With William II , Monreale became the Kingdom’s most important ecclesiastical lordship, thanks to the creation of a Bishopric Abbey even before the settlement appeared.
Mons Regalis, at the foot of Mount Caputo, was located within the vast park of the Norman kings, the flourishing and luxuriant Genoard , the last to be created on top of earlier Islamic gardens.During the reign of William II, it stretched from the city of Palermo to the east, in the valley of the Oreto River, until it reached the Alto Fonte Park to the south, where there is still a chapel and a palace from Roger's era .
The Monreale area was known for two particular places: the village of Bahalara and the Chapel of Santa Domenica Ciriaca which, in Islamic times, preserved the Greek episcopal tradition in Palermo. The sacred space was the last Christian stronghold during the Muslim domination, and is of historical importance as it was home to the Bishop of Palermo, Nicodemus, who returned to the city when the Normans arrived to convert the large mosque into a church for Christian worship.
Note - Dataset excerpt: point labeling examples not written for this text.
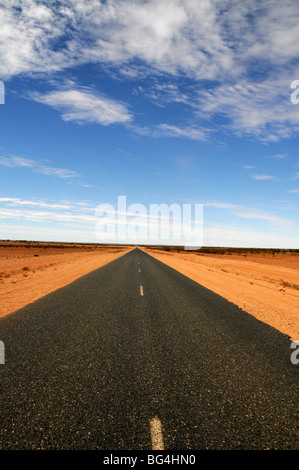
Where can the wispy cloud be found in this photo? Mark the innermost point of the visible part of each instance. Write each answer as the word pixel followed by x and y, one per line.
pixel 263 177
pixel 85 105
pixel 21 162
pixel 241 56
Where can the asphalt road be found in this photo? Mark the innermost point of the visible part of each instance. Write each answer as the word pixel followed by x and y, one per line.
pixel 91 365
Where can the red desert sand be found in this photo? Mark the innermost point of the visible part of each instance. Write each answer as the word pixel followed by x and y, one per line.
pixel 264 285
pixel 29 271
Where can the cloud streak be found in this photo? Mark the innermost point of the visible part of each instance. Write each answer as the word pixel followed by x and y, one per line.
pixel 21 162
pixel 241 56
pixel 84 105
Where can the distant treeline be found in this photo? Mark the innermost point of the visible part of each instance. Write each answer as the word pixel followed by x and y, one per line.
pixel 227 250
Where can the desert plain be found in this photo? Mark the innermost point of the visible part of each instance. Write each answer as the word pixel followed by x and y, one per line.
pixel 266 285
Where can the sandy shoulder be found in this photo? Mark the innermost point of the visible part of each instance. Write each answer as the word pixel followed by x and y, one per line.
pixel 257 285
pixel 26 275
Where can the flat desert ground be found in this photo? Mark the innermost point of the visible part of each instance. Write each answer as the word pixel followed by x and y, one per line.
pixel 29 271
pixel 264 285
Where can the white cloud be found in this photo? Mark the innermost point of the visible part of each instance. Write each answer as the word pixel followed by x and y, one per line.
pixel 263 177
pixel 21 162
pixel 83 105
pixel 189 132
pixel 246 53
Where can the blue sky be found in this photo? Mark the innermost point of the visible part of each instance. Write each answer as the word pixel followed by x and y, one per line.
pixel 177 101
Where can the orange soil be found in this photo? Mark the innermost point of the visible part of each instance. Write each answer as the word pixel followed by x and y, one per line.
pixel 28 272
pixel 258 284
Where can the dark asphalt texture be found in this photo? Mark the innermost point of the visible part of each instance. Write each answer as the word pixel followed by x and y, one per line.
pixel 89 365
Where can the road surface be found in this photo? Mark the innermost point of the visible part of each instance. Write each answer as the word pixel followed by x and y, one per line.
pixel 137 356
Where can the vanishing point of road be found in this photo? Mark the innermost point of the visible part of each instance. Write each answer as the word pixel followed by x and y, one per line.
pixel 137 356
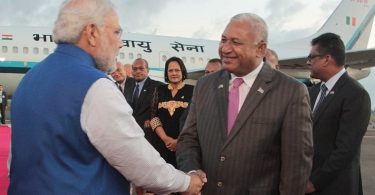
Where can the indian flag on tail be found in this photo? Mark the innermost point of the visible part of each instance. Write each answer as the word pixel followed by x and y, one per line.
pixel 352 21
pixel 7 37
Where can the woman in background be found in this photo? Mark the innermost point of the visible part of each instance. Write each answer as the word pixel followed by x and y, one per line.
pixel 169 102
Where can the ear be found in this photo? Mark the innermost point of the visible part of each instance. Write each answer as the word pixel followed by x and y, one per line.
pixel 92 33
pixel 261 49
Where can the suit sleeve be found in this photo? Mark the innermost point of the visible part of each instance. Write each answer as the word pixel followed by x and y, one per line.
pixel 353 122
pixel 296 144
pixel 188 151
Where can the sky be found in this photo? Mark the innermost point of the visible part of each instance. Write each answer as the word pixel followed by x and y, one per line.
pixel 287 19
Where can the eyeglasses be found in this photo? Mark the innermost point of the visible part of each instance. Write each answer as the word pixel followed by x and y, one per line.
pixel 310 56
pixel 138 68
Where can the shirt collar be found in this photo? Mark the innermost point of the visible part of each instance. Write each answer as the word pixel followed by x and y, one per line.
pixel 332 81
pixel 250 77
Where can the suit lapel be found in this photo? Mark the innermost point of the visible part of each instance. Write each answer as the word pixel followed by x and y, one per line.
pixel 330 96
pixel 260 88
pixel 128 89
pixel 313 92
pixel 221 89
pixel 143 93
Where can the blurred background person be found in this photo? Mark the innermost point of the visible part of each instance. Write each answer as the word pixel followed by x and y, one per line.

In the early years, the Monreale Cathedral’s foundation was often linked to the Latin phrase “super sanctam Kiriacam”, which also appeared in William II’s donation deed, published in 1176.
The fact that the Cathedral is located next to the small church of St. Cyriaca, whose liturgical name refers to the Lord’s Day, Sunday, justified the sovereign’s decision to build it in the interest of greater political power, given its proximity to the archbishopric of Palermo. Significant traces of this are evident in the hamlet of a municipality near Monreale. Its name, Santa Dominica, traces back to the Latin translation of the original Greek name for the now abandoned primitive place of prayer.